6)    Pantang mundur dan tidak kenal menyerah;
7)    Persatuan dan kesatuan;
8)    Anti penjajah dan penjajahan;
9)    Percaya kepada hari depan yang gemilang dari bangsanya;
10) Idealism kejuangan yang tinggi;
11) Berani, rala, dan ikhlas, berkorban untuk tanah air, bangsa dan Negara;
12) Kepahlawanan;
13) Kesetiakawanan, senasib, sepenanggungan, dan kebersamaan;
14) Disiplin yang tinggi;
15) Ulet dan tabah menghadapi segala macam ancaman, tantangan, hambatan, dan gangguan.

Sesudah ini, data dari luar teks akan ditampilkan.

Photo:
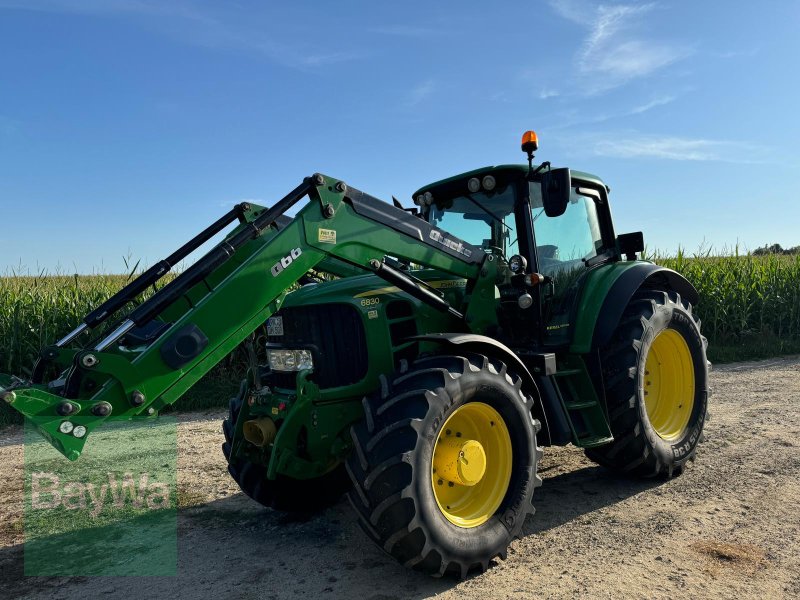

c.    Revitalisasi Paham Kebangsaan
Hanya karena kemerdekaan telah tercapai, dan kebangsaan Indonesia telah menjadi kenyataan, belakangan ini seolah-olah terasa kuno apabila kita membicarakan relevansi nasionalisme atau paham kebangsaan tersebut. Orang pun lantas lebih suka memakai terminologi pluralisme atau cara pandang yang menghormati keanekaragaman atau pluralitas kita sebagai bangsa.
Padahal pluralisme itu secara substansi tak ada bedanya dengan cara pandang kebangsaan atau nasionalisme. Hanya masalah aksentuasinya saja yang agak berbeda. Nasionalisme secara langsung dikaitkan dengan eksistensi kita sebagai bangsa Indonesia, sedangkan pluralisme lebih sering dikaitkan dengan masalah hak asasi manusia atau sila ketuhanan dan kemanusiaan dalam Pancasila. Akan tetapi keduanya sebenarnya sama-sama mengapresiasi keragaman sebagai sebuah keniscayaan.
Yang penting digarisbawahi adalah baik paham kebangsaan maupun pluralisme mestinya disebarkan ke dalam benak masyarakat sebagai sebuah kesadaran atau pengetahuan, bukan dengan paksaan. Sebab ketika kebangsaan atau pluralisme diaplikasikan dengan paksaan (koersif) atau malah kekerasan (violence), maka ia menjadi proyek yang bersifat otoritarian dan tidak demokratis. Kebangsaan bila dipaksakan secara top-down hasilnya adalah penyeragaman ala proyek asas tunggal yang meminggirkan keragaman warga bangsa atau penciptaaan hantu SARA oleh Orde Baru yang menakut-nakuti rakyat akan perbedaan.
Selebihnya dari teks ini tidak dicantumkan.